Several recent case series have described colonic perforations and mucosal tears in patients with collagenous colitis undergoing colonoscopy or barium enema.7,10-16 Although descriptions of colonoscopic findings were not available in all cases and were normal in other cases, many of the reported perforations were associated with linear mucosal tears.7,11-13,16 Although these mucosal abnormalities were observed in all parts of the colon, a disproportionate number occurred in the right colon, which is consistent with the available evidence and suggests that collagenous colitis has a right-sided predilection.11,12 Interestingly, in the 2 previously reported cases of spontaneous perforation, as well as in the present case, perforation occurred in the left colon (Table).
Table.
Case | Patient age (yrs) | Comorbidities and risk factors | Medications | Location of perforation | Surgical outcome |
---|---|---|---|---|---|
Freeman HJ, et al14 | 37 | None | None | Sigmoid colon | Exploratory laparotomy, no resection |
Bohr J, et al15 | 56 | Depression, tobacco use | Clomipramine, herbal colon cleanser | Splenic flexure/ descending colon | Segmental resection and anastomosis |
Present case | 67 | None | Aspirin | Splenic flexure | Partial colectomy and transverse colostomy with subsequent anastomosis |
These recent descriptions of endoscopically visible mucosal defects in patients with collagenous colitis are of considerable interest; when observed, they raise the possibility of this diagnosis, which previously could only be made microscopically.

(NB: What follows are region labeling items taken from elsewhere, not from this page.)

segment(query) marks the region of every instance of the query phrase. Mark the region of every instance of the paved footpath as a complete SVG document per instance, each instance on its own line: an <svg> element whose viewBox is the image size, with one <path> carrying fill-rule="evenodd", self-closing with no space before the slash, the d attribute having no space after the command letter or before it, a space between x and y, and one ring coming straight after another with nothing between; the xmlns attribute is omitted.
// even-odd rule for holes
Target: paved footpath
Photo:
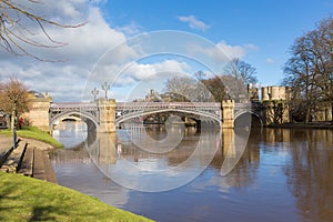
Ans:
<svg viewBox="0 0 333 222"><path fill-rule="evenodd" d="M12 147L12 138L0 134L0 159Z"/></svg>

A recent review of this subject strove to categorize endoscopic findings from the small case series that make up the current body of knowledge and reported 4 patterns of mucosal abnormalities: pseudomembranes; an indistinct or crowded appearance of vasculature; mucosal abnormalities, such as red spots or nodularity; and a continuum of characteristic linear mucosal tears, including a “cat scratch” pattern and thicker scarred “fractures.”10 The authors of the review noted that such findings were only visible in a small percentage of cases of collagenous colitis and may not always be distinguishable from similar findings in other conditions10; however, their presence should alert endoscopists to the increased risk of complications, including perforation.10,11
Summary
Although rare, the risk of mucosal tearing and colonic perforation in patients with collagenous colitis represents a severe and life-threatening extreme of a continuum of illness typically thought of as benign. The present case serves to illustrate the importance of considering the diagnosis of collagenous colitis in patients with chronic non-bloody diarrhea, especially in the high-risk demographic of middle-aged and elderly women.